The way that made the most sense to me is using decorators. This way, everything related to initializing can be referred to with red_initialize.some_name_here which is in my opinion rather friendly to developers:

class CogName(commands.Cog):
    # name to be determined
    @commands.Cog.red_init_task()
    async def red_initialize(self):
        """
        When cog is added with `bot.add_cog()`, this coroutine would be
        scheduled as a task and before any command is ran, it would have to wait
        for this scheduled task to finish.
        """

    # name to be determined
    @red_initialize.error
    async def red_initialize_error(self, ctx):
        """
        If the init task fails, running any cog's command will pre-emptively fail.
        If the init task failed and this function is defined,
        it will be called each time any command from this cog is called.

        This can for example be used to let the user know that there was an initialization error:
        """
        await ctx.send(
            "There was an error during CogName's initialization.
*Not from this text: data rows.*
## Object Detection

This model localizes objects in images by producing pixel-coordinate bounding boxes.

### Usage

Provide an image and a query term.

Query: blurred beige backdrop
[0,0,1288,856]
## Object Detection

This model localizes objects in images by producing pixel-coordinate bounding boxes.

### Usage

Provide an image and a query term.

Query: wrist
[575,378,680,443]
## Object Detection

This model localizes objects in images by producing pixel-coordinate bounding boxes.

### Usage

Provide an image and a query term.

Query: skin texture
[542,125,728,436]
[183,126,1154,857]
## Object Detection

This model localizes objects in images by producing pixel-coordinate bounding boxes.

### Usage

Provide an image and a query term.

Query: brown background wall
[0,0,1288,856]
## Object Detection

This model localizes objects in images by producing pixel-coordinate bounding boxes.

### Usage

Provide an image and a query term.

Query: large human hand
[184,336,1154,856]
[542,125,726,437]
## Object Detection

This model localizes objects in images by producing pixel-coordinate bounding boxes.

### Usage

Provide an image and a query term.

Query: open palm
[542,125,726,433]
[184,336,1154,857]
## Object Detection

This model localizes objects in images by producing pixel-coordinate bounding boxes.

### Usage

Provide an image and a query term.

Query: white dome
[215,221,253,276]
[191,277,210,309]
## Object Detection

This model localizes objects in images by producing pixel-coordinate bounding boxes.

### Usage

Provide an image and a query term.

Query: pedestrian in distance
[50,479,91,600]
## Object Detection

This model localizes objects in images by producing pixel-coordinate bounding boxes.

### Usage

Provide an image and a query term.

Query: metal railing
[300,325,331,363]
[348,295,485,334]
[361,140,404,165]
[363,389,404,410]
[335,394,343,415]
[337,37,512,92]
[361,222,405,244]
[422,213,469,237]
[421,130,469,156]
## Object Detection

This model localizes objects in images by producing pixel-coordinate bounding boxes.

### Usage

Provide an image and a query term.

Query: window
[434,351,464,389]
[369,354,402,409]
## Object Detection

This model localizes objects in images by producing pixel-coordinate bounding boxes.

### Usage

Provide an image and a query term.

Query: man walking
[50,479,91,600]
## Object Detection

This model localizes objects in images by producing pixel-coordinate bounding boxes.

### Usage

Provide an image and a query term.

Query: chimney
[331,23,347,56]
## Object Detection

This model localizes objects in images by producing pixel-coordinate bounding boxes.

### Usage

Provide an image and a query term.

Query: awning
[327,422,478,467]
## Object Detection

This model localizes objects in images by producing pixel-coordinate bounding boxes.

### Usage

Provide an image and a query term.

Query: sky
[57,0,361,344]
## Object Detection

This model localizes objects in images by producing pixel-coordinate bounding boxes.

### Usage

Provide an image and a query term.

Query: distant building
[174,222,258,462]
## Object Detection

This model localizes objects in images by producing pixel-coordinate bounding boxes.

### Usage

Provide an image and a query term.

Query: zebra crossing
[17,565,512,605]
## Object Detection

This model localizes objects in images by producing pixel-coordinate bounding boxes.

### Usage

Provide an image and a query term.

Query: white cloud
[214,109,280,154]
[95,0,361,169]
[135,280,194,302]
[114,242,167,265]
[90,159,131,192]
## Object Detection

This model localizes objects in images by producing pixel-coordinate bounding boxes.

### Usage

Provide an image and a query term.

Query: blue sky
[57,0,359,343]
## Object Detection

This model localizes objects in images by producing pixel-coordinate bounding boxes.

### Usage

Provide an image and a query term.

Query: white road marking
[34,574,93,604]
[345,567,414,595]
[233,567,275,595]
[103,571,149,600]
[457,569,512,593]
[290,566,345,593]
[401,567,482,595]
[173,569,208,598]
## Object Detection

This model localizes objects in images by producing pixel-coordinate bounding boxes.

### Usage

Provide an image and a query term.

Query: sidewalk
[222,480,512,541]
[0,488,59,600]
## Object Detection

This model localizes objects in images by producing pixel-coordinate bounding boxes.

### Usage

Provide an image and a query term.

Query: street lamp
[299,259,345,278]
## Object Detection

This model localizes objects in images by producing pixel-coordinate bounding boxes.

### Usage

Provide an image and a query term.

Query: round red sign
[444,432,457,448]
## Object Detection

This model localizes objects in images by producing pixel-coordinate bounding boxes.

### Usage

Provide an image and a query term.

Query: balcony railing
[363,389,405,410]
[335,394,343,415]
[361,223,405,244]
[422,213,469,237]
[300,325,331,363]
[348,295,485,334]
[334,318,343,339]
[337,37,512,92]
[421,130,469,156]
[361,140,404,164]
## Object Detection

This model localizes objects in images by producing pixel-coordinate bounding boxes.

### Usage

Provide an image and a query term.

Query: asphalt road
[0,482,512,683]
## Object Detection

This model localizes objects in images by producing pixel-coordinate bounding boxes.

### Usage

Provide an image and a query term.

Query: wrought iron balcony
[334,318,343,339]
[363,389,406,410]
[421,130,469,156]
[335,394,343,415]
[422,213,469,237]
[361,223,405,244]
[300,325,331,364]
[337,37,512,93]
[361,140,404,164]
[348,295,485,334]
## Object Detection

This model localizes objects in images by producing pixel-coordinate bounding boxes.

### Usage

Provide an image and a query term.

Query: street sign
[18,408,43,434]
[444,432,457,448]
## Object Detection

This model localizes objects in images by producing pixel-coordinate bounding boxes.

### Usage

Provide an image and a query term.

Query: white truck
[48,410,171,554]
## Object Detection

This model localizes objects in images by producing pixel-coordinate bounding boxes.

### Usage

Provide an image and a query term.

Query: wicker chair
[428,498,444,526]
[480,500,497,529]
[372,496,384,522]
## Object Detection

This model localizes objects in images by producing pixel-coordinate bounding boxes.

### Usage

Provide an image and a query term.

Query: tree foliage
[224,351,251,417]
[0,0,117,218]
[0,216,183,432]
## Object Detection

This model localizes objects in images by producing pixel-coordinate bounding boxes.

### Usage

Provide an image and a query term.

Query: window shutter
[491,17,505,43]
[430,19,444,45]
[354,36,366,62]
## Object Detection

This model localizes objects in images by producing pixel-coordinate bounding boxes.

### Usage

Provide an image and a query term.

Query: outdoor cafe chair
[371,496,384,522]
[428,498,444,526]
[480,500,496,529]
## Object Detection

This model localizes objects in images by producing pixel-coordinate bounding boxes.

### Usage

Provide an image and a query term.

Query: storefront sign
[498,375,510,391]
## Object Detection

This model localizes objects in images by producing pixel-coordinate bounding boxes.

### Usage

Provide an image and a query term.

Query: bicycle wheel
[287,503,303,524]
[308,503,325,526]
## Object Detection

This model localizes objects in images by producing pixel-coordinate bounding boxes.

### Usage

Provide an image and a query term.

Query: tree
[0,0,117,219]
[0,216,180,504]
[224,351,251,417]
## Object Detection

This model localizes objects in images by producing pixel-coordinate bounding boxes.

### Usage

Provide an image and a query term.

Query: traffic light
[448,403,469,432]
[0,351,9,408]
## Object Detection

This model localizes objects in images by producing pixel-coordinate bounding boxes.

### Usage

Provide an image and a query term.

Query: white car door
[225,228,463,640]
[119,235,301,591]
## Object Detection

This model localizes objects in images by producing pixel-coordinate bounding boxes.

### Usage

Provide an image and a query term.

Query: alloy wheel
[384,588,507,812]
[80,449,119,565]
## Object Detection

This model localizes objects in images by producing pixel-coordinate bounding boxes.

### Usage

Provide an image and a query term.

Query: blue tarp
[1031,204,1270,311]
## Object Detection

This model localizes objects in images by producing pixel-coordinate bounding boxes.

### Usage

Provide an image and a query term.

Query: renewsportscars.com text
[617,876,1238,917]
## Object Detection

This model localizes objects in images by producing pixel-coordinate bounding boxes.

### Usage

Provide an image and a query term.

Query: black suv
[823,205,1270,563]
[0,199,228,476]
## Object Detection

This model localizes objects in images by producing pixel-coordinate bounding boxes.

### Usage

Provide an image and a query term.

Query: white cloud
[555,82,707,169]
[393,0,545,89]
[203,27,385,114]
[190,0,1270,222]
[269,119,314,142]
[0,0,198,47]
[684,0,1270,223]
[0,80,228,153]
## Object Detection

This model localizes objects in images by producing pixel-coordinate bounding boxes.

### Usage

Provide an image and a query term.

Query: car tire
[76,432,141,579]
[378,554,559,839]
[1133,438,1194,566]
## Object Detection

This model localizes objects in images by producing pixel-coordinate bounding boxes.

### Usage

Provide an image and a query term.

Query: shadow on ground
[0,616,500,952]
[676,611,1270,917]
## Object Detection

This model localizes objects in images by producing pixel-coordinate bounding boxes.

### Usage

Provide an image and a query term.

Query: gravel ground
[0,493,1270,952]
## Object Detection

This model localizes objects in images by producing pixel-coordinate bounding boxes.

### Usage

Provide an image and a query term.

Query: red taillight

Check logs for more information."
        )

    @commands.Cog.listener()
    # name to be determined
    @red_initialize.require
    async def on_message(self, message):
        """
        If there is a function that requires the init task to finish
        and it isn't a command nor is it called by a command
        (for example a listener or background loop), it is possible
        to make it wait for the init task using a special decorator.

        Alternatively, developers would be able to use wait method:
        """
        if not await self.red_initialize.wait():
            # init task failed
            return

To not overcomplicate handling required for this, I think it would be fair to limit this decorator to one per cog class.

The alternative that I was initially thinking of were using special method names. I don't have compelling reason to choose this over decorators, using special method names seems less explicit and makes it harder to know what's going on. But since this is the way I was experimenting with when I was looking at how this could be handled internally, I think it's fair to at least include it here:

class CogName(commands.Cog):
    # name to be determined
    async def red_initialize(self):
        # same as in the approach above, with the use of special method name instead

    # name to be determined
    async def red_initialize_error(self, ctx):
        # same as in the approach above, with the use of special method name instead

    @commands.Cog.listener()
    # name to be determined
    @commands.Cog.require_init_task()
    async def on_message(self, message):
        # same as in the approach above, but different decorator

I can definitely see how this could be helpful for Red developers, so I wanted to share some of my own ideas on this since I had some time, but I haven't talked about this with anyone in the team yet, so for now this is all just a (cool) concept for now.